A card to remember
One store in New York still creates greeting cards the old-fashioned way
Some mornings, Robert Warner takes an Ibuprofen before going to work. The craftsman does take pleasure in printing cards every day, but he sometimes needs painkillers for his right knee. “At 55, it’s not bending as easily as it once did,” he says.
Warner uses his knee for pumping treadles of manually operated, 19th-century letterpress machines. He hand prints everything from stationery to notebooks at Bowne & Co. Stationers, a shop in downtown Manhattan owned by the South Street Seaport Museum. Christmas and Valentine’s Day are Warner’s busiest periods. Around those times, he prints thousands of holiday, greeting and love cards.
Letterpress is a printing method that dates back to Gutenberg in the 15th century. The printing uses reusable blocks with engraved images and texts. The blocks are set in a machine with ink and paper and pressed together, leaving an imprint of the block on the paper. Each print is unique, with ink settling differently on every card. “People appreciate the hand quality of the printing. It leaves a slight kiss to the page,” he says.
Warner uses designs from the museum’s collection that date back to the 1800s. Once the press is set up, he can print 400 cards an hour at top speed. After the ink dries, Warner carefully sprinkles a pinch of glitter on some of the cards as a final touch. He then leaves them to dry on racks behind the counter.
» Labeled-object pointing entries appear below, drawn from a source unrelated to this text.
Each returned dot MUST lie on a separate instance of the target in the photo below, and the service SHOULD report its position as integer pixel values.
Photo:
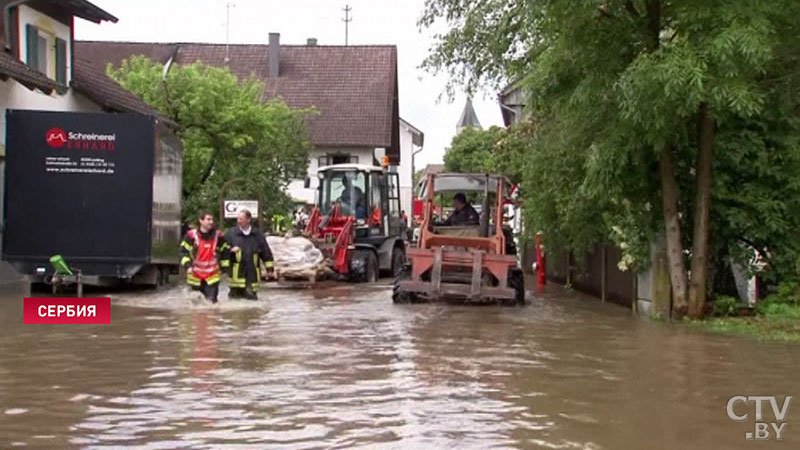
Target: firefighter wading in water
(203, 251)
(249, 250)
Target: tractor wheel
(400, 296)
(364, 266)
(516, 281)
(163, 277)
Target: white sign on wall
(234, 207)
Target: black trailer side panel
(167, 194)
(79, 185)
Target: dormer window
(46, 53)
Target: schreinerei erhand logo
(56, 137)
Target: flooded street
(343, 367)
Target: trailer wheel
(516, 281)
(399, 295)
(364, 266)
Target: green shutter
(61, 61)
(32, 46)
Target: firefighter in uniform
(203, 252)
(249, 250)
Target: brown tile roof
(92, 82)
(83, 9)
(11, 67)
(87, 79)
(354, 88)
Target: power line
(347, 19)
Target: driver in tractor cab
(356, 206)
(463, 213)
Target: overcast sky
(374, 22)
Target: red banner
(44, 310)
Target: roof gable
(353, 88)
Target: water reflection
(344, 367)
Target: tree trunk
(669, 199)
(700, 244)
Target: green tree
(471, 150)
(495, 150)
(634, 101)
(227, 131)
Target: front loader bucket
(439, 274)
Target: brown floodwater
(343, 367)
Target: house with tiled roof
(40, 71)
(353, 89)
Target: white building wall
(16, 96)
(296, 188)
(51, 26)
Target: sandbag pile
(296, 258)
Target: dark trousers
(210, 291)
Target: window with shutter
(32, 46)
(61, 61)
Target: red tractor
(472, 263)
(357, 222)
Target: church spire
(468, 118)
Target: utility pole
(228, 6)
(347, 19)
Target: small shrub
(782, 311)
(724, 305)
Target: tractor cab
(357, 222)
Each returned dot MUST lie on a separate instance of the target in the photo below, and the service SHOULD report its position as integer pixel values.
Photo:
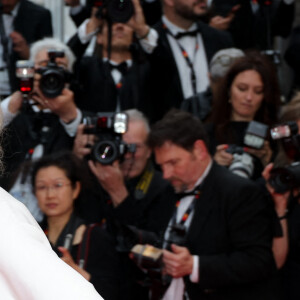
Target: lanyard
(187, 58)
(188, 211)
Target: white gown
(29, 269)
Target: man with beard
(226, 250)
(137, 198)
(179, 47)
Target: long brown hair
(267, 113)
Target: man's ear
(99, 38)
(200, 149)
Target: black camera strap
(196, 193)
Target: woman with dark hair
(57, 181)
(248, 92)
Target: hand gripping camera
(287, 134)
(108, 129)
(54, 77)
(118, 11)
(242, 163)
(286, 178)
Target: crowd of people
(165, 164)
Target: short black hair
(179, 127)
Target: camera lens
(52, 83)
(106, 152)
(120, 11)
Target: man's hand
(178, 263)
(20, 45)
(63, 105)
(222, 157)
(83, 142)
(94, 22)
(15, 103)
(137, 21)
(111, 179)
(264, 154)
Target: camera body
(108, 129)
(283, 179)
(243, 164)
(117, 11)
(287, 134)
(25, 75)
(177, 235)
(53, 77)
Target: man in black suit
(226, 253)
(254, 24)
(37, 126)
(113, 78)
(22, 23)
(180, 48)
(136, 199)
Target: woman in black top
(248, 92)
(86, 248)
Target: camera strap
(196, 193)
(142, 187)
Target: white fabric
(29, 269)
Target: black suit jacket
(96, 90)
(257, 30)
(164, 88)
(34, 23)
(231, 233)
(23, 134)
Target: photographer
(248, 92)
(57, 181)
(254, 24)
(22, 22)
(136, 197)
(227, 249)
(37, 125)
(115, 76)
(284, 191)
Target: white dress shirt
(197, 57)
(176, 289)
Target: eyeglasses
(57, 187)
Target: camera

For Valentine’s Day, he prints hundreds of cards depicting things like cupids, hearts and flowers. One of the most popular motives is that of the word “love,” featuring the letters LO – with the O tilted sideways – stacked over the letters VE, as it is depicted in Robert Indiana’s famous Manhattan sculpture.
Warner says his clients like celebrating special occasions traditionally – including writing and receiving letters. After the shop closed for seven months in 2011 because of a budget crisis at the Seaport Museum, his loyal patrons came in with cookies and sent wine at the reopening last October.
For Valentine’s Day, Warner plans to hold a workshop where people will make unique gifts for their loved ones. They will design their own cards by assembling several print pieces into a collage of motifs.
Bowne & Co. cards cost $3 each, comparable to the price of mass-produced cards. The store has no website, and cards are not sold anywhere online.